Он вынул из кармана часы.
- А то, что время идет, а мы только разговариваем. Приведите, пожалуйста, всех наших фигурантов в кабинет покойного князя. Скажите, что у меня есть для них важное известие. И больше ничего не объясняйте.
- А что я могу им объяснить, когда я ничего не понял? Какое важное известие? И причем тут эхо?
- Потом поймете. Ваше дело – держаться з-загадочно. Когда буду с ними говорить я, сурово кивайте. Следите за своими бровями. Они у вас на лоб лезут, когда вы удивлены. Чтоб брови оставались на месте, ясно?
- Что тут неясного? Держаться загадочно. Это раз. Сурово кивать. Это два. Брови не поднимать. Это три.
И я пошел сначала к княгине, потом к княжне, потом к князю Котэ, потом к Ивану Степановичу. Был со всеми очень загадочный, на вопросы отвечал: «Это такое известие - с ума сойдете! Не спрашивайте. Сейчас сами узнаете».
После этого все быстро пришли, как миленькие.
Кабинет у Луарсаба Гуриани был такой же полоумный, как оранжерея, как покойный хозяин дома и как вся эта семейка.
В юности князь немножко поучился в Морском корпусе. Оттуда его выгнали за неуспехи, но Луарсаб всю жизнь потом считал себя моряком. Его кабинет назывался «Каюта». Там висел спасательный круг, штурвал, белый флаг с синим крестом, на полу торчал вот такой глобус, а у стены переливался голубой водой огромный аквариум на пятьсот ведер.
Фандорин стоял ко всем спиной и смотрел на разноцветных рыб, а они из-за стекла пучились на него. К собравшимся батоно Эраст повернулся, когда вошла, самой последней, княгиня Лейла.
- Ну что еще стряслось? – недовольно спросила она. - Чем вызвана такая срочность и таинственность? Неужели против кое-кого наконец нашлись улики?

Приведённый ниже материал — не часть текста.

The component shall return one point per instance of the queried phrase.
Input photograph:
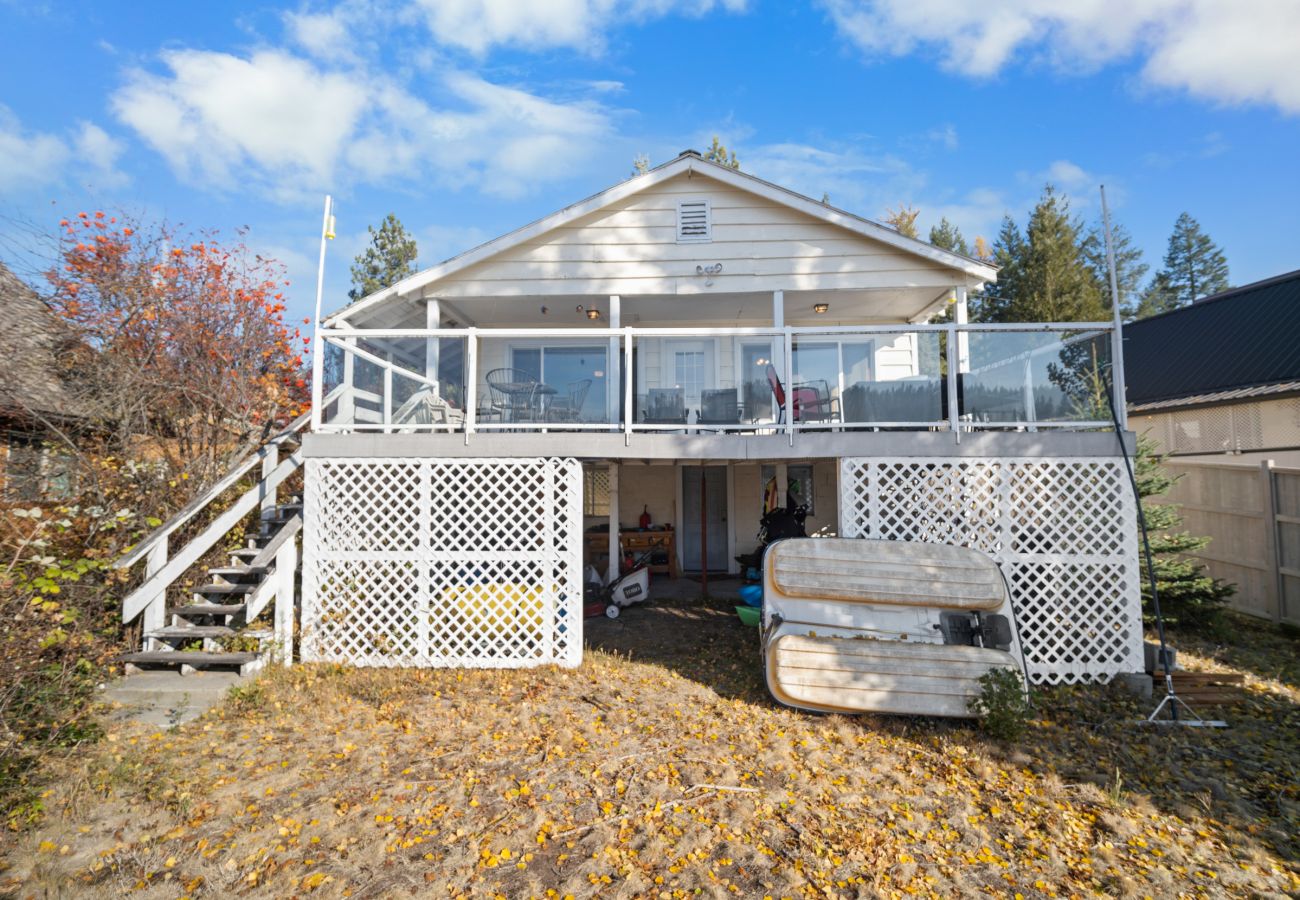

Котэ понял, на кого она намекает. Подбоченился, говорит:
- У меня железное алиби! Господин Фандорин подтвердит. А вот где, сударыня, ночью находились вы?
- Сколько можно повторять одно и то же? – поморщилась она. - Я вне подозрений. Я здесь – жертва. Это убийство меня разорило.
- Это убийство разорило вас всех, - объявил тут сыщик, повернувшись к ним.
Как они все разом закричат!
- Что-что?! (Это Котэ).
- В каком смысле – всех? (Это княгиня).
- И меня тоже? (Это княжна Нателла).
- Позвольте, я не понимаю! (Это Иван Степанович).
Сыщик обвел всю компанию мрачным взглядом. Замолчали.
- Да будет вам известно, дамы и господа, что неделю назад Луарсаб Гуриани втайне составил новое з-завещание, которое всё меняет. Убийца откуда-то прознал про это и решил умертвить владельца поместья, пока завещание официально не зарегистрировано у нотариуса. Однако последняя воля покойного все равно останется в силе, потому что завещание подписано князем и заверено свидетелем, да еще каким. Сам епископ поставил на д-документе свою подпись и печать. Убийца искал бумагу, чтобы уничтожить – я обнаружил в кабинете следы обыска, весьма неумело скрытые. Однако тайника преступник не обнаружил. А мне это удалось.
- Новое завещание? - пролепетал Иван Степанович. - Не может быть!
Лейла простонала:
- Мерзавец придумал еще какую-нибудь пакость, я уверена!
- Какой еще тайник?! – воскликнул Котэ. - И причем здесь епископ?
А княжна Нателла захлопала в ладоши:
- Ух, здорово! Ай да папочка!
Фандорин опять дождался, когда они умолкнут. Потом говорит:
- Тайник находился на самом видном месте – как у Эдгара По.
То у него Басё, то какое-то Эдгарапо, подумал я, ни слова попросту не скажет. Сам стою, держу брови, чтобы не уползли на лоб.
- З-завещание было спрятано под дном аквариума.
Вынимает из кармана сложенный лист бумаги, взмахивает им.
Я догадался: это ему лягушка подсказала, где тайник. Куда она прыгнула? На дно пруда. Зачем? А вот зачем!